How China Is Trying to Fight Back Against Sanctions
(Bloomberg) -- China has created new legal tools to retaliate against sanctions imposed by the U.S. and some of its allies over issues ranging from human rights to national security. This arsenal could put global firms in the cross-hairs of a conflict between the world’s two largest economies. So far, however, China has shown a desire to avoid escalation.
1. What are the new tools?
An anti-foreign sanctions law passed in June gives the Chinese government broad powers to seize assets from, and deny visas to, those who formulate or implement sanctions. It also empowers individuals and companies to sue “individuals and organizations” in Chinese courts seeking compensation for losses that result from “discriminatory restrictive measures.” China was said to be moving to make clear that the law applies to its semi-autonomous regions of Hong Kong and Macau as well. Earlier measures included new rules from the Ministry of Commerce to counter “unjustified extra-territorial application” of foreign laws, and an “unreliable entities list” targeting foreign companies.
2. What does that mean in practical terms?
It’s hard to say because much is left vague. In theory, the anti-foreign sanctions law could make it possible for a person hit by U.S. sanctions to sue a bank for closing his or her account, say, or for a Xinjiang cotton farmer to claim damages if a Western firm cancels a contract. It remains to be seen what types of lawsuits will be accepted by Chinese courts, and investor confidence could suffer. Recent developments present “potentially irreconcilable compliance problems,” said Greg Gilligan, chairman of the American Chamber of Commerce in China.

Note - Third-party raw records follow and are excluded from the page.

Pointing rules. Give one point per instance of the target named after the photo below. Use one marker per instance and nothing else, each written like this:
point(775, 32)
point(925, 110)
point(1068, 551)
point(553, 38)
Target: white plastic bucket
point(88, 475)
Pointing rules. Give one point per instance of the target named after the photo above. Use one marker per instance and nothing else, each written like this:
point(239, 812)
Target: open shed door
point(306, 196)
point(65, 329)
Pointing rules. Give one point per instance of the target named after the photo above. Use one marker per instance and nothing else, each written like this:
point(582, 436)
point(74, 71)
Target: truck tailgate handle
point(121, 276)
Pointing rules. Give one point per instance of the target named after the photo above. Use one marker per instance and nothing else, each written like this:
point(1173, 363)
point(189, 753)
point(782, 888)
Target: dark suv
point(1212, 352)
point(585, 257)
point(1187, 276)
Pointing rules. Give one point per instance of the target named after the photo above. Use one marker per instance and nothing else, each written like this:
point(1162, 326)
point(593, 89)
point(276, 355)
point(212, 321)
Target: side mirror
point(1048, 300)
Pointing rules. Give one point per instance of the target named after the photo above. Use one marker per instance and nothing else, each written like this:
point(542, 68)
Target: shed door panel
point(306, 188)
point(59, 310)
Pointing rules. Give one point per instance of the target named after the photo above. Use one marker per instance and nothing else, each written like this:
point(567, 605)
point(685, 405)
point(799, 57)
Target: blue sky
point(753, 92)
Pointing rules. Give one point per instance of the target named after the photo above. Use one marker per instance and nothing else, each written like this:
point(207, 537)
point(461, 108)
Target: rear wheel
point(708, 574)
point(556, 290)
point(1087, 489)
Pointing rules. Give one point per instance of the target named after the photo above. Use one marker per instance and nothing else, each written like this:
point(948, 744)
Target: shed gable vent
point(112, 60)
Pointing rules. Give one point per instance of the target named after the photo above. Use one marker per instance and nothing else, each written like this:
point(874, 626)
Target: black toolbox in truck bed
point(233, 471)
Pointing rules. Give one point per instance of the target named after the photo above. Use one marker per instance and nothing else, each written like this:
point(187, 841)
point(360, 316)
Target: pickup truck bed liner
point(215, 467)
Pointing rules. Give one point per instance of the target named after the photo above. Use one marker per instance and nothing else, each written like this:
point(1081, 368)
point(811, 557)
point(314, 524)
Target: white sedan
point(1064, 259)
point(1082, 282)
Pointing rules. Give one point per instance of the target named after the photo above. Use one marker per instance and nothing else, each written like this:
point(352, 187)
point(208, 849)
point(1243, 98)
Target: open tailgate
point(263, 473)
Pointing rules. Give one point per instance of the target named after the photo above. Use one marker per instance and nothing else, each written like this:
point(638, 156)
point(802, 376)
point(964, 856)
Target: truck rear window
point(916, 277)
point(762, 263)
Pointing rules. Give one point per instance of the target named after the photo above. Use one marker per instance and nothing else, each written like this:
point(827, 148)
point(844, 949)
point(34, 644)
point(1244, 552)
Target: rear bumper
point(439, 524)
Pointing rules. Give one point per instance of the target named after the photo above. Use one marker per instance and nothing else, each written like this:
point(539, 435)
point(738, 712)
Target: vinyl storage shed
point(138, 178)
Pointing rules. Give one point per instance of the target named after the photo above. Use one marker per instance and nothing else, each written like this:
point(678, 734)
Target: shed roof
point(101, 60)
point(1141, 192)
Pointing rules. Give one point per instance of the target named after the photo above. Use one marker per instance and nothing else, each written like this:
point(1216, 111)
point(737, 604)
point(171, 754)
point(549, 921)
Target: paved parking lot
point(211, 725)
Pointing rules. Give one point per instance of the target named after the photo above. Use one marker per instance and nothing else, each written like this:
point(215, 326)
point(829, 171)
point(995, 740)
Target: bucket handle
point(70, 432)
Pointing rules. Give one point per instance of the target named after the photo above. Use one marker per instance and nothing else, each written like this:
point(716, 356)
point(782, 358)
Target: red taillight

3. Has China acted on its concerns?
In a restrained way. For example, the unreliable entities list was announced in 2019, but Chinese officials have yet to put it into effect or name any targets. Instead, they have focused on tit-for-tat responses with little tangible effect, such as visa and travel bans for foreign officials with few ties to China. Targets include former U.S. Commerce Secretary Wilbur Ross and others over a Biden administration warning about doing business in Hong Kong, and former Secretary of State Michael Pompeo and other members of President Donald Trump’s administration over their China policy. Companies including Lockheed Martin Corp. and Boeing Co.’s defense unit were hit with unspecified sanctions for selling arms to Taiwan, which China claims as its territory. Senators Marco Rubio and Ted Cruz as well as nongovernmental organizations and think tanks such as Human Rights Watch and the Mercator Institute for China Studies were sanctioned over human rights issues. In some of these cases, Beijing explicitly prohibited Chinese citizens and institutions from doing business or having exchanges with sanctioned entities.
4. What sanctions does China face?
- The U.S., the European Union, the U.K. and Canada have all announced sanctions on Chinese officials over their treatment of ethnic minorities in Xinjiang. The U.S. also put import bans on cotton, tomatoes and some solar products originating from Xinjiang.
- President Joe Biden’s administration barred U.S. investment in firms considered to be in Chinese defense and surveillance technology sectors including Huawei Technologies Co. and top chipmaker Semiconductor Manufacturing International Corp.
- The U.S. has sanctioned officials it sees as responsible for cracking down on political dissent in Hong Kong.
- The Biden administration has added companies to an entity list for conducting “activities that are contrary to the national security or foreign policy interests of the U.S.” American firms are prohibited from doing business with those blacklisted entities.
- The U.S. has also sanctioned Chinese officials and blacklisted companies seen as helping China advance territorial claims in the South China Sea.
5. Is there more to come?
Multiple China-related bills have been introduced in the U.S. Congress including proposals to sanction Chinese officials over the early handling of the coronavirus pandemic. In response to the U.S. blacklisting some Chinese solar firms in June, China’s Ministry of Commerce said it would take “necessary measures” to safeguard the rights and interests of Chinese companies. Lawyers said more specifics should come if and when the ministry starts issuing “prohibition orders” barring Chinese parties from accepting or complying with certain foreign legislation or measures.